“The waves of the sounds ran through my hair like a caress. The music ran down my back and came out of my fingertips. I was small, light, mobile. I could use any method of levitation I wished. I could dissolve, melt, float, soar. Wavelets of light touched the rim of my clothes, phosphorescent radiations. I could see a new world with my middle eye, a world I had missed before. I caught images behind images, the walls behind the sky, the sky behind the infinite. The walls became fountains, the fountains became arches, the domes skies, the sky a flowering carpet, and all dissolved into pure space. I looked at a slender line curving over into space which disappeared into infinity.”
This is how Anais Nin describes her first experience with LSD in her diaries, and it is as eloquent a representation of LSD usage consequences as they come.
Hallucinogens and psychedelic drugs have been used all throughout history, for meditative, medical, religious, artistic, or recreational purposes. And yet, many people are either widely misinformed or simply don’t make the most of their psychedelics.
Of course, there is nothing wrong with using psychedelics to simply have a good time, trip with your buddies and then go home. It’s swell.

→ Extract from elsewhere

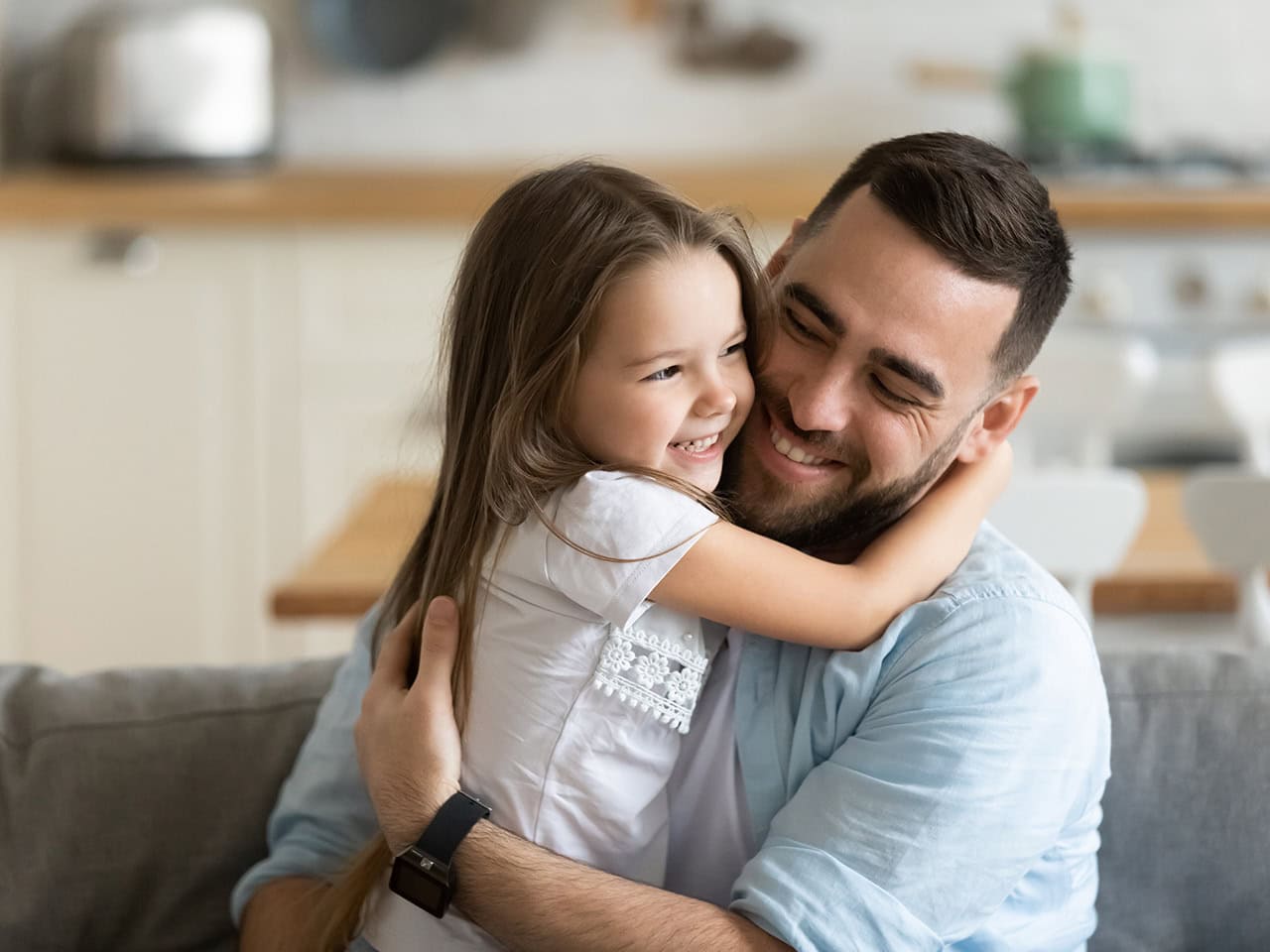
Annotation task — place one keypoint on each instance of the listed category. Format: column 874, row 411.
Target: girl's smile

But there are also many ways in which the world of psychedelic drugs can help a person discover themselves, solve issues that might plague them, and perceive the universe in a way so different, that their entire worldview, their entire being, is altered forever.
There is a reason why psychedelics have been used in spiritual activities continuously.
Some examples include the Native American practices that used mescaline containing cacti. Let us not forget that LSD, the king of psychedelics, was originally created to be used as a treatment method for alcoholism.
What basically happens when you take a psychedelic drug is this: your senses, perception, and emotions are all magnified and intensified to an unimaginable degree, and your brain is left at a loss.
It swells up and takes in all this new sensory data; colors, sounds, sight, touch and hearing, all of it becomes jumbled in an almost cosmic symphony of great beauty or great terror, depending on whether you are predisposed to have a good or bad trip. Everything is more; everything goes deeper than usual.
And while this new state of perception and reality can be good fun, it can also function as a gateway into another state of consciousness; into a world of mirrors, each one reflecting another you; and another, and another, and another.
And within this state of consciousness, you feel and see bigger, more abstract and absolute cosmic truths. How there is interconnectedness in everything. How love is the only principle. How we are small and weightless in the grand scheme of things.
“Without being a mathematician I understood the infinite.”
And through this prism you can view yourself; you can examine things that are bothering you, or things that you are dissatisfied with, and you can find another way to look at your options, at your solutions, at yourself.
This is what psychedelics do.
They uncover the self you never knew you had and bring you face to face with them, in an open dialogue. If one person is a tiny universe and the universe is connected with everything, then all the truths and answers are within yourself, within your grasp…. And so on.
Of course, one should always begin their trip with an open mind but also with caution. Some claim they see God itself, some see new laws of physics. Whether you choose to completely accept these findings or take them with a grain of salt, that depends solely on you.
But the psychedelic experience is an evolutionary process. It is a trip within yourself and your hidden mind, and as such, it grows and changes as you do. It doesn’t mirror the outside world; it mirrors the world(s) inside of you.
“Therefore, I felt, the chemical did not reveal an unknown world. What it did was to shut out the quotidian world as interference and leave you alone with your dreams and fantasies and memories. In this way, it made it easier to gain access to the subconscious life. But obviously, by way of writing, reveries, waking dreams, and night dreams, I had visited all those landscapes. The drug added a synthesis of color, sound, image, a simultaneous fusion of all the senses which I had constantly aspired to in my writing and often achieved.”
Psychedelics are a key to your own door.
And the door leads to another door, and it never really stops. You can use it to boost your creativity. You can use it to boost cognitive performance or inspiration. There is a bunch of prospects and possibilities, and it is up to you to harness them.
So keep an open mind, do your homework, and prepare to embark on a journey to the center of the self.
See you on the other side.
Very nice Article. LSD brought me to (my) spirituality. One of my first trips showed me the sense of fractals as a one-dimensional, understandable visualization of infinity. You can see this as a natural construction plan for the material world (look at a tree and you’ll know that I’m right).
Another day I hardly realized that the world as I see it is not seen from me like being a spectator. I’m the creator of the world that surrounds me. This may sound obvious but in fact it’s a great knowledge that will give you power and braveness. There’s a reason why many psychedelic drugs that won’t harm you but help you understanding yourself, as I say, knocking at the walls of reality, are illegal. Most people wouldn’t even know the difference between the wonderful LSD and the destructive party drugs like xtc.
Use it in a context of consciousness, become a soul-scientist and explore the power within you. LSD changed my life in a way I’d never expected and now I can’t imagine to live as I lived before.